Realtime audio decompression?

Hey guys,

For a prop I'm building, I'd like to include a little easter egg which will play back one or two short audio samples via the included DAC.

Now, the circuit doesn't contain any additional flash ram for storing the samples, so I need to fit them into the built in flash or progmem. I don't know exactly how much progmem I have left, but let's just assume it's less than 4K and I've got 1K of flash. That isn't much for one audio sample let alone two, so I've been looking for a simple way to compress and decompress the audio. If I could get even a 2:1 compression ratio, that would be fantastic.

I know about delta coding, but delta coding isn't a compression algorithm, it just converts the audio into a form which is easier to compress. So I've been trying to finding the best method by which to compress the delta coded audio sample, which I can then deompress in realtime on playback, but so far I haven't had much luck.

At this point I'm looking at the wikipedia article on entropy encoding... I think I want to use one of these schemes, but I'm not sure which one is best suited for audio. One which does not require a table of symbols would probably be best.

Linear predictive coding (LPC) is a good way to get started on compression for speech:

I think the simplest LPC decoders could fit in microcontroller code but unfortunately I don't have any specific code samples to refer you to.

--
The Gadget Shield: accelerometer, RGB LED, IR transmit/receive, speaker, microphone, light sensor, potentiometer, pushbuttons

I just want something simple. It looks like Huffman is the most efficient. I'm trying to understand how that works right now. I would think there would be a good way to do it without storing the symbol table, because with audio and using delta coding, you know that the lower values are more likely to occur than the higher values. So I guess I'm looking to construct a huffman table where 0 is the most likely to occur, and -127 and +127 are the least likely.

I don't think huffman is going to get me where I need to be, because the two samples I want to include are around 6K and 15K in size after being converted to 8 bits at 8000hz.

I was looking at the sound data though, and it sure looks like one should be able to get better than 4:1 compression without much difficulty. I mean in general, it looks like one could linearly interpolate over four or more samples on average and still have a pretty accurate reproduction of the waveform. Also, it occured to me that instead of interpolating linearly, one could interpolate using cosine, and get a more accurate reproduction, and if there are artifacts, they'd probably be easier on the ears. And I've already got a sine table in my code.
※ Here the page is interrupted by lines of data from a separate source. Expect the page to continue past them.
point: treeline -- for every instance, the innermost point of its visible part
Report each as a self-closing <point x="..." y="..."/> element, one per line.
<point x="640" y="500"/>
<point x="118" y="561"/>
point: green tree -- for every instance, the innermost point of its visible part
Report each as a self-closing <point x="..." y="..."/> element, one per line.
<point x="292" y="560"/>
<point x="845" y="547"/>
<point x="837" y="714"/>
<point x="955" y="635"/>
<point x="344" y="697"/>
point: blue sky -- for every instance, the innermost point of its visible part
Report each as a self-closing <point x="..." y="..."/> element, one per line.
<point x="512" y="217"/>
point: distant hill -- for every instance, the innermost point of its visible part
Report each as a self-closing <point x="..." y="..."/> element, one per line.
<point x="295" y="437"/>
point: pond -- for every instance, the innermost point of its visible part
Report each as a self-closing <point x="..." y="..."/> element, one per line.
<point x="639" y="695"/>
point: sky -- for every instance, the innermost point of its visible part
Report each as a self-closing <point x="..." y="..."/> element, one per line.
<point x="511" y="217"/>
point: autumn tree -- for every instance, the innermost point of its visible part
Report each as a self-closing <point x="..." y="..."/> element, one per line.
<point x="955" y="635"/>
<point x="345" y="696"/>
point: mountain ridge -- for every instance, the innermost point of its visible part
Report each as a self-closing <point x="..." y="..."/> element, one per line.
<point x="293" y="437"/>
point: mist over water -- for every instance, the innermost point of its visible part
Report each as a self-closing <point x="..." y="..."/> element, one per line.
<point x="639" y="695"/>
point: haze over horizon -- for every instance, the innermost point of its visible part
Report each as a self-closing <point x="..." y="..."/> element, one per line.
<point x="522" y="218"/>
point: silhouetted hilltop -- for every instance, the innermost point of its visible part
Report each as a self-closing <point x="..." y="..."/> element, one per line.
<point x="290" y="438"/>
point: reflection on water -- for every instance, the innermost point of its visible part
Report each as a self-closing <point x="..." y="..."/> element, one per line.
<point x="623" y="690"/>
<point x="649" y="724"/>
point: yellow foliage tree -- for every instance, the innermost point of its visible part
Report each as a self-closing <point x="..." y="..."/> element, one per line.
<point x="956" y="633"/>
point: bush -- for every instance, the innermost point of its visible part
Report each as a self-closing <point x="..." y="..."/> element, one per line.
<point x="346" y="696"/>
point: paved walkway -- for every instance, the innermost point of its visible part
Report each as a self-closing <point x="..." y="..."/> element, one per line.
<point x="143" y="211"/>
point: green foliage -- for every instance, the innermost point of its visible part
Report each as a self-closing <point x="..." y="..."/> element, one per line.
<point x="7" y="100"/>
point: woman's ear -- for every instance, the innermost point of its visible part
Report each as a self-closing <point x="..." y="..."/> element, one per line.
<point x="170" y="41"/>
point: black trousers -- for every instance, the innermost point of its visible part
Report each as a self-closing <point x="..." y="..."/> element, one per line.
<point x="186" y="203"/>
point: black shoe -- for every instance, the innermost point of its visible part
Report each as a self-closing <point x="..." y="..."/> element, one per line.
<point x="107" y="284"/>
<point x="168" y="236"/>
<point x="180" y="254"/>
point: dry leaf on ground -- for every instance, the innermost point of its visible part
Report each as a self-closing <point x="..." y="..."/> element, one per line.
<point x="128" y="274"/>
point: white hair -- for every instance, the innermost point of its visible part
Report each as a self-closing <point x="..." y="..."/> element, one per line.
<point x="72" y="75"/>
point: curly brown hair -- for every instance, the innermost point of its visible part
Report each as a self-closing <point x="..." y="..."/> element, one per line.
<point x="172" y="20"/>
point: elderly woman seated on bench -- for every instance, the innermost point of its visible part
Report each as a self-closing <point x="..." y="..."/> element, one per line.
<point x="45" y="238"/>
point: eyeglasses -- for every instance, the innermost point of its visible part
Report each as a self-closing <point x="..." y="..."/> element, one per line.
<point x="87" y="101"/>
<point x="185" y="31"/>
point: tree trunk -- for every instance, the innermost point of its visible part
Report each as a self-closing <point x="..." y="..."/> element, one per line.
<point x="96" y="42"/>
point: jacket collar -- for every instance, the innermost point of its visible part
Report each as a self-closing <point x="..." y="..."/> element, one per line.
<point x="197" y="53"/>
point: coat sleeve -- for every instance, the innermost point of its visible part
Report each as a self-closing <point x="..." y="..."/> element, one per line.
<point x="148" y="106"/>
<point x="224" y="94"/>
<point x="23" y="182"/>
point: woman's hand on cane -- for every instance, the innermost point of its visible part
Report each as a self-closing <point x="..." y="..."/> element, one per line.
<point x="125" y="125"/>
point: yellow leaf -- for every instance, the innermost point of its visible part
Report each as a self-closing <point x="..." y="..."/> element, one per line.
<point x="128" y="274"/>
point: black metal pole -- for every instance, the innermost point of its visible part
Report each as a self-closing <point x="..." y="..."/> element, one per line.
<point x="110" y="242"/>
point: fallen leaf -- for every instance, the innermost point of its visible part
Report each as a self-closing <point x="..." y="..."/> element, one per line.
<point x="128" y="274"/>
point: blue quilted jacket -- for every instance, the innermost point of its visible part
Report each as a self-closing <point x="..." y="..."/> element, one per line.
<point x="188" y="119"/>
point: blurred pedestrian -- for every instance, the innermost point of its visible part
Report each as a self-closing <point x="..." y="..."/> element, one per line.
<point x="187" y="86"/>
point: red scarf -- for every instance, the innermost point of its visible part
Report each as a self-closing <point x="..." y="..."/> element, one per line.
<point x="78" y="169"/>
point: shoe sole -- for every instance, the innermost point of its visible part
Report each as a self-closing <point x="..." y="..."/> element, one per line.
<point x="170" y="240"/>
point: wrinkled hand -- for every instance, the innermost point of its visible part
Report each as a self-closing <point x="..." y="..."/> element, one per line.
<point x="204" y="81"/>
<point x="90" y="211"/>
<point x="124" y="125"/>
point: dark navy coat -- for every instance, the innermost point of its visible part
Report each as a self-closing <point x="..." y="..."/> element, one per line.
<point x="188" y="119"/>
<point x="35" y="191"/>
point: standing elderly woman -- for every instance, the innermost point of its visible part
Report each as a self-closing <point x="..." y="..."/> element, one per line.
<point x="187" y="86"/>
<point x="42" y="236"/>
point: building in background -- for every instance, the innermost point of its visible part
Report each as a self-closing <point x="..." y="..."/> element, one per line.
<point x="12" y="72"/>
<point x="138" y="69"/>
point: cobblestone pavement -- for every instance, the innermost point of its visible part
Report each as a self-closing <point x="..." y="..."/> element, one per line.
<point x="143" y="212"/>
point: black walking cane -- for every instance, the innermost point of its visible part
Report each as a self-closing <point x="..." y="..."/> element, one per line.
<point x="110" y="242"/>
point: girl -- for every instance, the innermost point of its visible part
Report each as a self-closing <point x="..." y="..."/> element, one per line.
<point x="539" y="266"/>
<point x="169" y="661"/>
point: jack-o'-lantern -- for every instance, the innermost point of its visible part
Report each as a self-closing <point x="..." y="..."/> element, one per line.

I'm counting the samples right now in areas of quiet and speech, and it seems like there's between 4 and 8 samples over which a half cosine, scaled properly, would be a good match. You'd need one byte to define the start point, and another to define the endpoint, but the endpoint of one would be the startpoint of another, so those count as just one byte per cosine. Then you'd need the number of samples over which to interpolate. You could use another byte for that, but a nibble should be sufficient. Also, we need a way to choose which half of the cosine to use. You could use a bit for that, but I think that just using the sign of the difference between the start position of this half cosine and the next will give the result we're looking for.

The only thing remaining is how to decide is how many samples we can interpolate for each half cosine before switching to the next. That, I'm not too sure about. I guess you could try both upslope and downslope half-cosines and different sample lengths, and have some kind of error metric and if you exceed that that's where you switch to the next one. Though something tells me there's gotta be a better way.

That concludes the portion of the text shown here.